Correction Appended
One morning not long ago, I got a call from the emergency room at my hospital. A young man — an intern, in fact, who had been on rounds that morning — had been admitted with chest pains. Could I come to evaluate him?
His blood tests were normal, as was his first electrocardiogram. He had none of the traditional risk factors for heart disease. I suspected he was suffering from acute pericarditis, a usually benign inflammation of the membrane around the heart often treated with over-the-counter anti-inflammatory drugs. Characteristic of pericarditis, the pain worsened when he took a deep breath. I told him that if blood tests in six hours were normal, we would send him home. I joked that there were easier ways to get out of internship duty.
Later that morning, I got a call from an E.R. physician informing me that my patient’s pain had resolved completely after he took ibuprofen, further confirming the diagnosis of pericarditis. For a moment I considered sending him home right then, but I decided to wait until the next set of blood tests was complete.
Just before leaving the hospital that evening, I ran into a physicians’ assistant. He told me that my patient’s subsequent blood tests showed evidence of minor cardiac muscle damage. Though surprised, I quickly explained that the problem was probably myopericarditis, where inflammation of the surrounding membrane can partially involve the heart muscle.
He asked me whether the young doctor should have an angiogram to rule out artery blockages. It was late; I told him that any work-up could wait until morning. I assured him that a 30-year-old with no risk factors did not have coronary artery disease. I told him to draw more enzymes and to order a cardiac ultrasound for the morning, and to call me at home if there were problems.
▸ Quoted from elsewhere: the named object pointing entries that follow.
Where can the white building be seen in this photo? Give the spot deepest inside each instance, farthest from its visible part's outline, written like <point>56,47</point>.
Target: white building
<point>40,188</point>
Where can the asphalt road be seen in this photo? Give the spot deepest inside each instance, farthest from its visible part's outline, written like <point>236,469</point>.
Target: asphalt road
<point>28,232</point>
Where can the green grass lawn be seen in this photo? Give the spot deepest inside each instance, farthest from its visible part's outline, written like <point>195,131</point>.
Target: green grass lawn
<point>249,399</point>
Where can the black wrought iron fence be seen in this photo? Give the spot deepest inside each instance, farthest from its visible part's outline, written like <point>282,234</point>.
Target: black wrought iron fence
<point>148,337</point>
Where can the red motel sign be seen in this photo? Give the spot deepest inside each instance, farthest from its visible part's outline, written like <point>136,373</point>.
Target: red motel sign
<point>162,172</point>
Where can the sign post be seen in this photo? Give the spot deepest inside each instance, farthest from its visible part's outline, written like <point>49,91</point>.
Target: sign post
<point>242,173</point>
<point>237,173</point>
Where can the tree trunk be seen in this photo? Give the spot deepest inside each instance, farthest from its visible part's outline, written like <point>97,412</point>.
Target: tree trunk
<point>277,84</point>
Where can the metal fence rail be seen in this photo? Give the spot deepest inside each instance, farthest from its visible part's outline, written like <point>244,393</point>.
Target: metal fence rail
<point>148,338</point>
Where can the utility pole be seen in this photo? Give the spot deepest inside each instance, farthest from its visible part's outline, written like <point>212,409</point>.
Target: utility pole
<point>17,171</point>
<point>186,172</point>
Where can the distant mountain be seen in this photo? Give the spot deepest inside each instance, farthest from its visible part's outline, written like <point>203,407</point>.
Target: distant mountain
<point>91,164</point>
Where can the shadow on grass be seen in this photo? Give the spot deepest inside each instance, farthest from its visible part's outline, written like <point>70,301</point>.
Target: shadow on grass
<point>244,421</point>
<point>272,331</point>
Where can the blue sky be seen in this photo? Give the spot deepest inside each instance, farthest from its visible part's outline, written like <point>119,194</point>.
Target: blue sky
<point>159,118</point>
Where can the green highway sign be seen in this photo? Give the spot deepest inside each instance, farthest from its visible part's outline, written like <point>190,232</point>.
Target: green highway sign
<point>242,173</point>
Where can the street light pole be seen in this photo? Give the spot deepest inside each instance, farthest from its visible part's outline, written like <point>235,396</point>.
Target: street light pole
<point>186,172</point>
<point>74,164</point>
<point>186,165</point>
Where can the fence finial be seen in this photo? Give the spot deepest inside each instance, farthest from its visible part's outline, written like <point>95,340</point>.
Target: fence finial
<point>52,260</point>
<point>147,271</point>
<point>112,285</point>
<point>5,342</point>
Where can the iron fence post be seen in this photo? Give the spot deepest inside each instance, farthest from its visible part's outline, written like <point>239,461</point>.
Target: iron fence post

My patient had chest pains through the night. Doctors who were called to see him attributed them to myopericarditis, the diagnosis written in the chart. Further blood tests showed evidence of continuing heart muscle injury. An EKG the following morning showed nonspecific signs consistent with a heart attack. Though I still doubted that he had coronary disease, I reluctantly sent him to the cardiac catheterization lab for an angiogram.
I received a call about an hour later asking me to come over to the lab. When I arrived, the angiogram was playing on a computer screen. It showed a complete blockage of the left anterior descending artery, the so-called widow-maker lesion. The artery looked like a lobster tail, unnaturally terminating after several centimeters. Within minutes, the blockage was opened with a balloon and a stent.
Afterward, in the control room, heat rose to my face as colleagues wandered in to inquire about what was going on. “How could we have missed this?” I asked aloud. I was well aware of the disturbing prevalence of heart disease in South Asians, whose risk is up to four times that of other ethnic groups. I knew that heart attacks in this population often occurred in men under 40, who often do not exhibit classic coronary risk factors. I knew all this, but somehow my mind had suffered a block.
“Don’t beat yourself up,” a colleague said sympathetically. “Every doctor I know would have done the same thing.” Another told me that it was his policy to “cath” almost anyone who came to the E.R. complaining of chest pains. In his opinion, the risks posed by routine angiograms were much less than that of a missed heart attack.
What now? I knew I had to explain myself, but how much should I say? Like all doctors, I had made errors before, but never one this big — and in my own specialty, too. Should I just tell my patient the facts? Should I apologize?
Most doctors are afraid to take responsibility for medical errors. We are acutely aware of the potential hazards — legal and professional — of taking ownership of a mistake. But studies have shown that physicians’ apologies do not necessarily increase malpractice lawsuits. In fact, they may protect against litigation. Twenty-nine states have enacted legislation encouraging such apologies, some even making physicians’ expressions of remorse inadmissible in court.
It was not always this way. Hospital legal departments routinely used to advise doctors never to admit responsibility for an error.
During my internship orientation nearly a decade ago, a lawyer for the hospital said that at some point in our careers every one of us would likely be sued. The lawyer offered some advice: document your decision-making; document when a patient refuses treatment; never admit wrongdoing; never talk to an opposing attorney; and, finally, be nice to your patients. Doctors who were nice to their patients were rarely sued, even in cases of egregious malpractice.
I couldn’t bring myself to talk to my patient in the cath lab, while everyone was watching, so I decided to wait until he got to the recovery room, where it was more private.
I found him there lying on a stretcher. The pain in his chest was gone, he happily informed me. However, the groin, where the catheter had been inserted, now hurt. “They substituted one pain for another,” he said, laughing.
I grasped the rails of the gurney. “I thought you had pericarditis,” I said carefully. “I was obviously wrong. I’m sorry.”
He seemed embarrassed. “No, no, please, the past is finished,” he replied. “I am more interested in the future.”
He asked about his prognosis. I told him that I thought it was good, though he would have to be on medications for the rest of his life. He nodded, looking disappointed.
A few days later, just before he was to be discharged, I stopped by his room. I asked him with whom he was going to follow up. He told me that he had been given the name of another cardiologist but that he had decided to go with me. “You have been terrific,” he said. “Thank you.”
I nodded silently, feeling empty. “You are much too generous,” I said.